Um Brasileiro na Alemanha, o livro

livroUma brasileira na Bélgica leu “Um Brasileiro em Berlim”, de João Ubaldo Ribeiro. Com essas últimas palavras já dá para perceber o que nos trará o livro.
A experiência vivida pelo, ao mesmo tempo, autor/personagem confunde-se com a experiência vivida por nós, os emigrantes, independente da nacionalidade.
Toda aventura de Um Brasileiro na Alemanha começa já no avião, em seguida um aeroporto que já parece do tamanho do Brasil. Já a caminhar pelas ruas de Berlim saca, trêmulo, o amigo de todos nós, o dicionário de bolso !

Identifiquei-me logo com o livro não apenas por ser emigrante, mas também devido a alguma semelhança que há entre o idioma alemão e o neerlandês. Nos dois idiomas, além de sons parecidos há também muitas junções de palavras o que deixa frustrado o nosso amigo dicionário de bolso que não consegue nos ajudar. Há existência de aglomerados de palavras que formam uma nova e comprida palavra. E, ainda, saber quando o verbo vem no início da frase e, às vezes, vai lá para o fim de uma enorme frase. Circunstâncias que o autor revela sempre com muito humor que só cabe em nosso imortal João Ubaldo Ribeiro.

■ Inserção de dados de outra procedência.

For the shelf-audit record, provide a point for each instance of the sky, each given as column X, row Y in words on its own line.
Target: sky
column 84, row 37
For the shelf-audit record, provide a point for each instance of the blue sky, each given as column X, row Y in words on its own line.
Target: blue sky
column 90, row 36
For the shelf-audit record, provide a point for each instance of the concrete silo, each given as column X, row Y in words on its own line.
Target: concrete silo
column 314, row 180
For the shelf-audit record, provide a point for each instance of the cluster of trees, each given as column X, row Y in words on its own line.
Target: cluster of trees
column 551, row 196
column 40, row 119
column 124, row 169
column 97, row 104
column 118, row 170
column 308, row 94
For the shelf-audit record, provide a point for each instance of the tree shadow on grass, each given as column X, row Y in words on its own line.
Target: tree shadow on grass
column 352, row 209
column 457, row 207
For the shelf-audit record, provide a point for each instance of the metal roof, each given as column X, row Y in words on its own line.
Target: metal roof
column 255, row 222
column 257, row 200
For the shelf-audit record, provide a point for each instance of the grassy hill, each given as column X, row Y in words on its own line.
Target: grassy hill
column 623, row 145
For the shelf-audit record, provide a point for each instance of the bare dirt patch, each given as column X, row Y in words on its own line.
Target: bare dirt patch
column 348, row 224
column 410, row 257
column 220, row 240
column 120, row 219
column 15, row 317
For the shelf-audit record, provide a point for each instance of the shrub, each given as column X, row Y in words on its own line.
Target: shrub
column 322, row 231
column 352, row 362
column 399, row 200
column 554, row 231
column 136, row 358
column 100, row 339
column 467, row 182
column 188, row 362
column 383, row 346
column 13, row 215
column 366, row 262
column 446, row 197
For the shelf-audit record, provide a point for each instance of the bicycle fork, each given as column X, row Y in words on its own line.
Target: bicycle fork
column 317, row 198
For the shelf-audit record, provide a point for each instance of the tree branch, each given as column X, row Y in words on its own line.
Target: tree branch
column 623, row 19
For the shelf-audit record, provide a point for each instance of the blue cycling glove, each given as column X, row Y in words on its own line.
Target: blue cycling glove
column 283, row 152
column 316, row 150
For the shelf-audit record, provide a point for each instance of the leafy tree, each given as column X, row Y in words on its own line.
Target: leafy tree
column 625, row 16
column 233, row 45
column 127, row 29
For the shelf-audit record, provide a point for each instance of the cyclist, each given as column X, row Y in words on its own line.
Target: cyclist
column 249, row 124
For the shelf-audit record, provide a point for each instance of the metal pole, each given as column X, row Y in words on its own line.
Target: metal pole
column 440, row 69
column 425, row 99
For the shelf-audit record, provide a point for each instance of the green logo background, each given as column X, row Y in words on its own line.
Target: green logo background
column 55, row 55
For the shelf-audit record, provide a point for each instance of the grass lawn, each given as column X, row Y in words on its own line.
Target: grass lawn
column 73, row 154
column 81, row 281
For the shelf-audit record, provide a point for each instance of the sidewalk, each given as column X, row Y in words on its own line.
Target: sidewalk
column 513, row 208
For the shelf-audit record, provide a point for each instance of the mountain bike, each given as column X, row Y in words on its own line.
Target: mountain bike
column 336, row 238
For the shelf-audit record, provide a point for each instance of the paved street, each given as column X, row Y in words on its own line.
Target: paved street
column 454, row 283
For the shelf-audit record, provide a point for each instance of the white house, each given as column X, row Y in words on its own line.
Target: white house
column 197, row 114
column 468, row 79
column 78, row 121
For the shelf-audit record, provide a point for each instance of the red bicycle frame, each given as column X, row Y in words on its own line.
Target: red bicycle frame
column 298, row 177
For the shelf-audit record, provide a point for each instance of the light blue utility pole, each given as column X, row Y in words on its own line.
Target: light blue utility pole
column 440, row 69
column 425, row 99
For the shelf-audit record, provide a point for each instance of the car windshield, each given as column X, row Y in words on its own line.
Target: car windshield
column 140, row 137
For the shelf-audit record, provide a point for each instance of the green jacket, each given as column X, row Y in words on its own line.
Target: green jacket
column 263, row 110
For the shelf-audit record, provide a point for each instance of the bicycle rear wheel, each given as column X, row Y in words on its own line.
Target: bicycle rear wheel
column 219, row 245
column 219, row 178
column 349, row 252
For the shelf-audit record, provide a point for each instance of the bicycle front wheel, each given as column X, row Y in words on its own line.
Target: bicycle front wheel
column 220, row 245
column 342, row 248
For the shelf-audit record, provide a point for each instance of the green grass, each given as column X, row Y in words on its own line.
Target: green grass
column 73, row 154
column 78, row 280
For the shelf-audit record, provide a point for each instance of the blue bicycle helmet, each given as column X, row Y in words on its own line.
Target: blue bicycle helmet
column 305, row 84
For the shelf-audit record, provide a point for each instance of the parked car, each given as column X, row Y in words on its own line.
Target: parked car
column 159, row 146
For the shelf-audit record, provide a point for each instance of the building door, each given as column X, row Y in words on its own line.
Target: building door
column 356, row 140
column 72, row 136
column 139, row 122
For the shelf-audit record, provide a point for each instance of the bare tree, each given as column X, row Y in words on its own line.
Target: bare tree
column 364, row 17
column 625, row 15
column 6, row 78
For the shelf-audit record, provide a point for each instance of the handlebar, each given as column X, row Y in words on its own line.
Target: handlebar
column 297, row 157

As semelhanças entre o idioma alemão e o neerlandês não param por aí. Dei uma gargalhada quando ele descreve sobre as inúmeras preposições. Essas criaturas existem em grande quantidade, e ainda formam os verbos separáveis! Amai! (expressão típica daqui) Daí, numa frase dependendo do tempo verbal vão parar lá para o fim da frase. E, no mesmo contexto, o João Ubaldo fala escreve sobre a dificuldade em se traduzir certas palavras, porque na língua portuguesa, e para isso dá o exemplo da palavra “amanhã”, pode ter vários significados.

Mais os pontos em comum da realidade alemã e flamenga seguem-se com a semelhança climática, quando com muito bom humor, o escritor relata a um amigo que vive no Brasil que 9hs é que começa a surgir alguma presença do amigo Sol, e que logo se vai às 16hs. Realmente, está é a realidade mais difícil de ultrapassar, as horas de escuridão durante o inverno. No verão descontamos, é verdade.

Ele não esquece de contar a experiência com os dialetos. Já não é suficiente ser uma língua difícil de aprender e temos que sofrer com a existência de dialetos e expressões entre regiões, e até mesmo entre cidades de uma mesma região. É verdade, que mesmo no Brasil, ou até mesmo em Portugal, há diferenças de pronúncia, de palavras diferentes para o mesmo objeto, mas nada se compara com o que acontece na região flamenga da Bélgica, e muito também acontece na Alemanha, segundo o escritor. Porque temos um idioma que é a língua de imprensa, e de quem se dirige ao público e na rua há outro idioma. Oh não!!!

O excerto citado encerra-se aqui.